O mais difícil é o curtíssimo prazo, que
é a semana que vem. Não vejo como o STF possa recobrar a imagem de
integridade necessária para desempenhar suas funções mantendo em seus quadros
ministros sobre os quais pesam a suspeita de terem, mediante paga, defendido os
interesses de um banqueiro metido em fraude grossa. Não sei se os juízes
chegaram a cometer crimes e não seria fácil prová-lo.
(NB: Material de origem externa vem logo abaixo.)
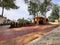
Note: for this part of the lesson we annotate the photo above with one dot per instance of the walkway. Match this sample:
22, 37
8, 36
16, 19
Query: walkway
51, 38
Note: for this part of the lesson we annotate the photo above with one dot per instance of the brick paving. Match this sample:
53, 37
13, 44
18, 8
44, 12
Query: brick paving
23, 35
51, 38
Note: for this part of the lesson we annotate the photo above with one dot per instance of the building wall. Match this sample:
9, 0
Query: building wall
1, 20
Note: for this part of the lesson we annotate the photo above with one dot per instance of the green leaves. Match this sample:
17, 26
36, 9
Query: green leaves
55, 13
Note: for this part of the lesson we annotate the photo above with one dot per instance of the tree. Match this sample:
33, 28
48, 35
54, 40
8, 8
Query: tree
45, 6
55, 13
8, 4
33, 9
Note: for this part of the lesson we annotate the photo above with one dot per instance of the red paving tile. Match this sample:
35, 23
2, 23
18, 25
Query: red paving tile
10, 35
Mas isso só piora a
situação do tribunal, já que uma investigação demandaria meses de trabalho
policial e poderia terminar inconclusiva. E ainda tenho sérias dúvidas de que as
apurações serão autorizadas pelo plenário.
O corporativismo é uma força poderosa. Mas o STF cometerá
uma espécie de suicídio reputacional se nem sequer fingir que mandou investigar
a si mesmo.
Num curto prazo um pouco mais estendido, isto é, daqui até
outubro, será preciso tentar isolar o STF do espectro das interferências
eleitorais. Deixar de fazê-lo traz o risco de contaminar não só o Judiciário
mas a própria democracia. O caminho é levantar todos os sigilos de todas as
investigações com potencial impacto eleitoral que estão sob supervisão da
corte. Não é impossível, mas é difícil. Há muita gente muito poderosa
interessada em ficar sob as sombras.
O longo prazo é a parte fácil. Supondo que o STF e o Brasil
sobrevivam, precisaremos pensar em reformas que ajudem a despolitizar a corte.
Criar regras que impeçam presidentes de indicar cupinchas é um bom começo. Eu
também revisaria a competência originária do STF para casos criminais de
políticos, além de reduzir
o tempo máximo de permanência de ministros na corte.